Deformidades de los dedos del pie

Existen los dedos en garra, martillo y en mazo, diferenciándose por la articulación en la que predomina la deformidad. Los motivos más comunes son las hereditarias o familiares y el uso de zapatos de taco y punta estrecha, pero también existen causas neurológicas, reumatológicas, traumáticas, entre otras.

¿Qué tan prevalente es?

No existe una estadística de la frecuencia exacta, pero se estima que esta aumenta con la edad, estando presente en al menos la mitad de los pacientes mayores de 50 años, aunque no siempre produce síntomas.

¿Quiénes están más propensos a desarrollarlas? 

Se da más en mujeres y en personas mayores, aunque también puede existir en niños y adolescentes con menor frecuencia.

 

¿Cómo se diagnostica?

Los pacientes presentan una deformidad dolorosa con un callo en la parte de encima del dedo.

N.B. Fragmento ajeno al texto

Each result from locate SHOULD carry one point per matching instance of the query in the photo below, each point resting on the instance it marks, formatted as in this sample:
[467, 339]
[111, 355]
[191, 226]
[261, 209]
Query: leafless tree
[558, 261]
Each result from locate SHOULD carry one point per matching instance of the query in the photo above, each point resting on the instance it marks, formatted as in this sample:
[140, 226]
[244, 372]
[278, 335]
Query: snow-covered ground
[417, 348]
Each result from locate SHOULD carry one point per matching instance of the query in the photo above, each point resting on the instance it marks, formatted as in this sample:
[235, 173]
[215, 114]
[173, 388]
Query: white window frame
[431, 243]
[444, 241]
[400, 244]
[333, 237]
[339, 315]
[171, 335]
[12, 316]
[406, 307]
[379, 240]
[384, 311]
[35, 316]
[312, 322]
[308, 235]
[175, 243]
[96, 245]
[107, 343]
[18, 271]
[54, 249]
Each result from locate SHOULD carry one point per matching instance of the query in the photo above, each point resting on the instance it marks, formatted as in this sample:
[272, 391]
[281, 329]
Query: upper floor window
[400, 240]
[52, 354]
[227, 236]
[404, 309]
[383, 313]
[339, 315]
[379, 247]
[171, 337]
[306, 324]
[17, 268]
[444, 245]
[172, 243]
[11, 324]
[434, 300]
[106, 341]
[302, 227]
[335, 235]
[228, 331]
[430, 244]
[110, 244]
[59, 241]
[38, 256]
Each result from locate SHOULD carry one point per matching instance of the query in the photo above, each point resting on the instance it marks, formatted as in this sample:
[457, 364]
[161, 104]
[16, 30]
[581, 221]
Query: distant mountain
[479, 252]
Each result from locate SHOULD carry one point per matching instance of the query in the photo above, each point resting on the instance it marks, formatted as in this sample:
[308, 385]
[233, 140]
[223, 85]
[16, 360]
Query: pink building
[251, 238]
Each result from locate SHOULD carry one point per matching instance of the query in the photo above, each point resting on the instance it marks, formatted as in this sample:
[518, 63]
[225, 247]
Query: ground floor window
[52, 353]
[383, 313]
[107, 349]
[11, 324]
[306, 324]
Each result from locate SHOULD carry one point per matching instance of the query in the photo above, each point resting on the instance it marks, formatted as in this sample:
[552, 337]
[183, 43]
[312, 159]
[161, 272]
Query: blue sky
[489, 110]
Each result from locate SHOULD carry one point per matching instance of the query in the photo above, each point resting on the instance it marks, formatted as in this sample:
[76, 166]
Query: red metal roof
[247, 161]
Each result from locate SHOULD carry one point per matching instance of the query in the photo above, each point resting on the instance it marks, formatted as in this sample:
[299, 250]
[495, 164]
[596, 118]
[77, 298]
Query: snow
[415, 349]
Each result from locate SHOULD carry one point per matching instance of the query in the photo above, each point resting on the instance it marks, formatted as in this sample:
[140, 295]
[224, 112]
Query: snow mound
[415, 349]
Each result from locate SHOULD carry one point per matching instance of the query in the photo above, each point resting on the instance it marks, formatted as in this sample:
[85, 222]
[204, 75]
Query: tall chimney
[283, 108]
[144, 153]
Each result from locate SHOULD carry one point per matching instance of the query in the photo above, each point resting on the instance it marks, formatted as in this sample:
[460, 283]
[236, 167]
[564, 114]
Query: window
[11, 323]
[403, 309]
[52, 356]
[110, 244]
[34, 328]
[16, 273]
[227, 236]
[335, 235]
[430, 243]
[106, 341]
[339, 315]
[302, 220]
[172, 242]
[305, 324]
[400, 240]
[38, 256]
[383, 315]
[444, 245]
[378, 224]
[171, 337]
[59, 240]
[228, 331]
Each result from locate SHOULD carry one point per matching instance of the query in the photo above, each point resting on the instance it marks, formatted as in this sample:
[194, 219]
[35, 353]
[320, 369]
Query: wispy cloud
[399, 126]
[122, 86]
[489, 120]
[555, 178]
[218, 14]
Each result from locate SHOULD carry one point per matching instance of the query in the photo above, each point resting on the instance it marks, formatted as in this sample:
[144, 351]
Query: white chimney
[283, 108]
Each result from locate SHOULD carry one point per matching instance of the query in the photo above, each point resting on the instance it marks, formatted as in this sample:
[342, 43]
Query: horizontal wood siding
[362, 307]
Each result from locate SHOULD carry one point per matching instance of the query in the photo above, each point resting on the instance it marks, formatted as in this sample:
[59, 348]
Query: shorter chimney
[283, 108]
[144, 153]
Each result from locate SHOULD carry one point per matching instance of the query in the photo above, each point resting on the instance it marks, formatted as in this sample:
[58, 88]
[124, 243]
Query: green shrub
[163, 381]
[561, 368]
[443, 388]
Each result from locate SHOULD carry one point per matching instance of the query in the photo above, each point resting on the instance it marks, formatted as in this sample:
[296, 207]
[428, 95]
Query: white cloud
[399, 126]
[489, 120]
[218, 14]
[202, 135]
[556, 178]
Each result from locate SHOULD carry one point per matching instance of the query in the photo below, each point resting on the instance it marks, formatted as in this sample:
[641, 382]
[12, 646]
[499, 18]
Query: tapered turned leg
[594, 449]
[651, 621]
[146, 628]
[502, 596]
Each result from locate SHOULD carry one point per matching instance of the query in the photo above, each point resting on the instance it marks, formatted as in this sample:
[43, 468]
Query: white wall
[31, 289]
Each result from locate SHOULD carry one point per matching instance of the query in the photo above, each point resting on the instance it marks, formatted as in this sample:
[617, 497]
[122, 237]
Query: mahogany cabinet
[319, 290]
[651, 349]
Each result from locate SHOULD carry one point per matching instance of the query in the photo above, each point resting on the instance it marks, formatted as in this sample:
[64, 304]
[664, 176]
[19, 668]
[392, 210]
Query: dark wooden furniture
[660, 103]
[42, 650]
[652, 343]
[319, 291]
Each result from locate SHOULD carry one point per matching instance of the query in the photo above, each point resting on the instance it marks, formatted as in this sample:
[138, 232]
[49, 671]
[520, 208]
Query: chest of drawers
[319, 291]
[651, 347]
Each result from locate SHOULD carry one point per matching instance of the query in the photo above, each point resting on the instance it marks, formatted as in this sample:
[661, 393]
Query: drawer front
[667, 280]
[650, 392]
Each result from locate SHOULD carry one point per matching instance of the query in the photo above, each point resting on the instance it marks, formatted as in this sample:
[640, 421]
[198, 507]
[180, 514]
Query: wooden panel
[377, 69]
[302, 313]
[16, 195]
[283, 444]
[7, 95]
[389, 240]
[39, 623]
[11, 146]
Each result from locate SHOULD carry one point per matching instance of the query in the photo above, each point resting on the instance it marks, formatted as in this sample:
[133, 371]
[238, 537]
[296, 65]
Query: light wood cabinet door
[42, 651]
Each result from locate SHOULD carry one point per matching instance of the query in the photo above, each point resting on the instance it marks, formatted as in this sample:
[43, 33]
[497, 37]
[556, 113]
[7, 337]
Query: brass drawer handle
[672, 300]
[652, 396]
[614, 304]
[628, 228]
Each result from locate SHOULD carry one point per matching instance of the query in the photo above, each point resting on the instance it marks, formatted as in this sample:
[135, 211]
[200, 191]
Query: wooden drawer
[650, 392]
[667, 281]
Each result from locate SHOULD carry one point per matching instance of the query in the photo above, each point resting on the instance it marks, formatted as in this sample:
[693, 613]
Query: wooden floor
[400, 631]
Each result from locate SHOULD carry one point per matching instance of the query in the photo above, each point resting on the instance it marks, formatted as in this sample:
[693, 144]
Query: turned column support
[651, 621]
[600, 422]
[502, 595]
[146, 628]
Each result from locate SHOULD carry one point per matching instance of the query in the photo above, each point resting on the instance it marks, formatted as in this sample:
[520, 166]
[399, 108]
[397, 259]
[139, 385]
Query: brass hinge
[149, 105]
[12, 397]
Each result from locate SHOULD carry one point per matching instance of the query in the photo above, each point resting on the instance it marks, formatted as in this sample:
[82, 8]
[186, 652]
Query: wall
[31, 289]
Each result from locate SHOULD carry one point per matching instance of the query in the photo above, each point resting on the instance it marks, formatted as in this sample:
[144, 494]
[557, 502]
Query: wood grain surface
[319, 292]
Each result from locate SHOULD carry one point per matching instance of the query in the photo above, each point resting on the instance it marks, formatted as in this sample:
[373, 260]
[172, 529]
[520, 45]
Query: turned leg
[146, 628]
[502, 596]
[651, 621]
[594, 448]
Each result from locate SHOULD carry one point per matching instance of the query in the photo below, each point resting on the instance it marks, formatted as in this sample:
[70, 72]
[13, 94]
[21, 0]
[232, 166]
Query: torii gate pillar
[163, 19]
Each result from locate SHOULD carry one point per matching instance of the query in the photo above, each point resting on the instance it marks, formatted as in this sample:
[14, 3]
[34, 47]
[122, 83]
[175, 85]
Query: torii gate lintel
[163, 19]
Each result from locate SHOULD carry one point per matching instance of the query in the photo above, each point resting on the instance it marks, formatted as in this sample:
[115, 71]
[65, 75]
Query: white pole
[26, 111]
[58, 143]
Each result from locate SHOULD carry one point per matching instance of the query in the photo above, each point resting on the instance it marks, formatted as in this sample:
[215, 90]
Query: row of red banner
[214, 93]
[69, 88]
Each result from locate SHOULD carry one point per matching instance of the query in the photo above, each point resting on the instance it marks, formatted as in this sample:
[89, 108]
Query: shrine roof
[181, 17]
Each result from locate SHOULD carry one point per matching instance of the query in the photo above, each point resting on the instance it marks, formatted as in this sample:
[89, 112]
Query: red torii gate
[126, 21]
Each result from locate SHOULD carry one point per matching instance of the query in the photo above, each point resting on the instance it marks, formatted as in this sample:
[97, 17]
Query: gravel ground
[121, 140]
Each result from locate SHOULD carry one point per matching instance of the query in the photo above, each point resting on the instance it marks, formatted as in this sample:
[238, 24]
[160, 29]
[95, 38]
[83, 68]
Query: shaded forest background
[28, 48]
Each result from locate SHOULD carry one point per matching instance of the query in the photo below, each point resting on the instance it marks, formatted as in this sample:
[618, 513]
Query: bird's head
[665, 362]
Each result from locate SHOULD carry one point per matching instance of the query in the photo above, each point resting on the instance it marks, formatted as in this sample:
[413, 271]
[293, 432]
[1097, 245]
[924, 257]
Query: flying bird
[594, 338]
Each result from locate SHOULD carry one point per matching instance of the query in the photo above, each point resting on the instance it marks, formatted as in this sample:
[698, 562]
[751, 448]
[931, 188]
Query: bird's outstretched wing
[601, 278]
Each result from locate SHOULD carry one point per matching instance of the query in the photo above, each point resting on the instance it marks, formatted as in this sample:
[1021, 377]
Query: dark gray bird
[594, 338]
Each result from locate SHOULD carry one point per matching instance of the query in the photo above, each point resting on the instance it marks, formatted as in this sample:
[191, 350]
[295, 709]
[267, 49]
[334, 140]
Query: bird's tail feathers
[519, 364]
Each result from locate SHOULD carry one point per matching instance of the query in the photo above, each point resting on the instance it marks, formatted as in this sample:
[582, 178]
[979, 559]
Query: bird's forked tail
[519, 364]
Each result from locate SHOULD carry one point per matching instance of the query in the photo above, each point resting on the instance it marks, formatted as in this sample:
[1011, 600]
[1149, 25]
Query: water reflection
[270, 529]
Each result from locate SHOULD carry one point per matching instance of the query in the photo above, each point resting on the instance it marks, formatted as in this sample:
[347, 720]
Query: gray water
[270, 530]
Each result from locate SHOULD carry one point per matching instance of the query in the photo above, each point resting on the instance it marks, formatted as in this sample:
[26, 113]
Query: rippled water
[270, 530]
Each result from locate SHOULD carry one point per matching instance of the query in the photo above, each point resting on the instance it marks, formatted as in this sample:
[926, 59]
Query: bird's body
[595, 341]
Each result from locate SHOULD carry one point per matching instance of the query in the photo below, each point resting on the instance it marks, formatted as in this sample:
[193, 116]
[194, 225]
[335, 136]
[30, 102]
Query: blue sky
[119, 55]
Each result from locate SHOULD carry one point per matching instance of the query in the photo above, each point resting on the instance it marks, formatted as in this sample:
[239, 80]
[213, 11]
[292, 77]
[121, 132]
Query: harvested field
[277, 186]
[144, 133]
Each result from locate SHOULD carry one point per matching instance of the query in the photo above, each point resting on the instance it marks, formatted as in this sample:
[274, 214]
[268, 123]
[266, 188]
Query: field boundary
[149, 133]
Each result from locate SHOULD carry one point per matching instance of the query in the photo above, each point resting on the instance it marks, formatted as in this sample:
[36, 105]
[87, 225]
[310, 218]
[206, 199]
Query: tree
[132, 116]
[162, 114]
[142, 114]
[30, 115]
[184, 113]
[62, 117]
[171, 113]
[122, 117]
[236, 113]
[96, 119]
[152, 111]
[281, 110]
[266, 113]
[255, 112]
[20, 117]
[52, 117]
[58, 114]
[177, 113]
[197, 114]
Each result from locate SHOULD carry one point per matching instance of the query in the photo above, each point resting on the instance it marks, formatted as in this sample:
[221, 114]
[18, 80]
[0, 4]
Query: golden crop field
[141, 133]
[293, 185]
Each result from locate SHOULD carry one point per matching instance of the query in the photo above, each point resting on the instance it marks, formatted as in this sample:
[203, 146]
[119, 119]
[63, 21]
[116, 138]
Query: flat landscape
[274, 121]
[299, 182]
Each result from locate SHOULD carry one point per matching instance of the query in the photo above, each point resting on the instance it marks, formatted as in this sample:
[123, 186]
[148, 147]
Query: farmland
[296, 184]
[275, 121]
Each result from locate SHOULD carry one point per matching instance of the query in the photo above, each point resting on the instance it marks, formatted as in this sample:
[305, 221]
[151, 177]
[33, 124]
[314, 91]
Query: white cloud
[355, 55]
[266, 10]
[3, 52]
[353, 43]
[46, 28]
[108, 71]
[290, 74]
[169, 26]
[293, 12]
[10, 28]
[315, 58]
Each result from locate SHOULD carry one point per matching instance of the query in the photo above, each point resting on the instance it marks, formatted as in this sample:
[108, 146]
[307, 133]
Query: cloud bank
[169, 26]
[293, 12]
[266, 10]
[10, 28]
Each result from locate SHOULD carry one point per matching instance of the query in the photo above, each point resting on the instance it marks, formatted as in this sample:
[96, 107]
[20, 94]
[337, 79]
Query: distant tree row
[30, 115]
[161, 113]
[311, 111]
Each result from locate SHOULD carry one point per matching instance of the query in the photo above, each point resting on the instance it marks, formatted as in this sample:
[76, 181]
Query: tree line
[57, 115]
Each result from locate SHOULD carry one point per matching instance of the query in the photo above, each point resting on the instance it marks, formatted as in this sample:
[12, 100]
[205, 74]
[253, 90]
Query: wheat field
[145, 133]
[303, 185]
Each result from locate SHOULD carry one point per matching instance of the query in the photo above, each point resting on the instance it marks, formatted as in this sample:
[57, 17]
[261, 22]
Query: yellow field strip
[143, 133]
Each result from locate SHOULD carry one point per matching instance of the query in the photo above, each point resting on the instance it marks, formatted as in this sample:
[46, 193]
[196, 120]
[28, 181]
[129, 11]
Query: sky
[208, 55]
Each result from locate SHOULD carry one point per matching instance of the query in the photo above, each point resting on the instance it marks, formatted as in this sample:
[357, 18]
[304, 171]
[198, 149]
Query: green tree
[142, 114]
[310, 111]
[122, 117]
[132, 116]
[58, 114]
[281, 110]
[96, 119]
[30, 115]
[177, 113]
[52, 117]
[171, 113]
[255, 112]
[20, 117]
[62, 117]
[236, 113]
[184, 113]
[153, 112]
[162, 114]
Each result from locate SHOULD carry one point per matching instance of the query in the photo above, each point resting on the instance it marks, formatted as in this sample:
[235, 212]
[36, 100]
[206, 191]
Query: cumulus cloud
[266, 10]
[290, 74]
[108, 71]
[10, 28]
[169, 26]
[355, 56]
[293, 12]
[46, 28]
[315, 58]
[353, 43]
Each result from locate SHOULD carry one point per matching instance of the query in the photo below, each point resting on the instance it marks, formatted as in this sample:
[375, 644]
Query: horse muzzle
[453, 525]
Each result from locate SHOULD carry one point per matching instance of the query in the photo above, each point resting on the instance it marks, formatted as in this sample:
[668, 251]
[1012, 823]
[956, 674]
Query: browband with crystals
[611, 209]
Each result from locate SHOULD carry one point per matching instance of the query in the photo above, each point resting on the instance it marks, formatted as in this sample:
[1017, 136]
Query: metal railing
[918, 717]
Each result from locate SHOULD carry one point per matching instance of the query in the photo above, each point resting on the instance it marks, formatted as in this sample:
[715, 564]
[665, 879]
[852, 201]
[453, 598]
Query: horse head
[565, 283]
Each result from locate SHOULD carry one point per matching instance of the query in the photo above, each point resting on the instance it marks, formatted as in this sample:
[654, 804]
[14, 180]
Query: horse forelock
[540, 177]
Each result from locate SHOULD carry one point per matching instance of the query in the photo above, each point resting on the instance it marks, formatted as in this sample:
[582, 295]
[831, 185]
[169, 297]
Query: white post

El diagnóstico es eminentemente clínico y se apoya con frecuencia en el uso de radiografías.

¿En qué consiste el tratamiento?

El tratamiento principal es el uso de zapato amplio y protectores de ortejos para disminuir el roce del calzado. Ocasionalmente, alguna plantilla puede ayudar, pero también podría quitar espacio dentro del zapato y producir más molestias que beneficios.

Si no se controla el problema puede indicarse cirugía con buenas expectativas de éxito y recuperación.

¿Hay alguna forma de prevenirlas?

La mejor manera de prevenir la deformidad y los síntomas es usando un zapato amplio.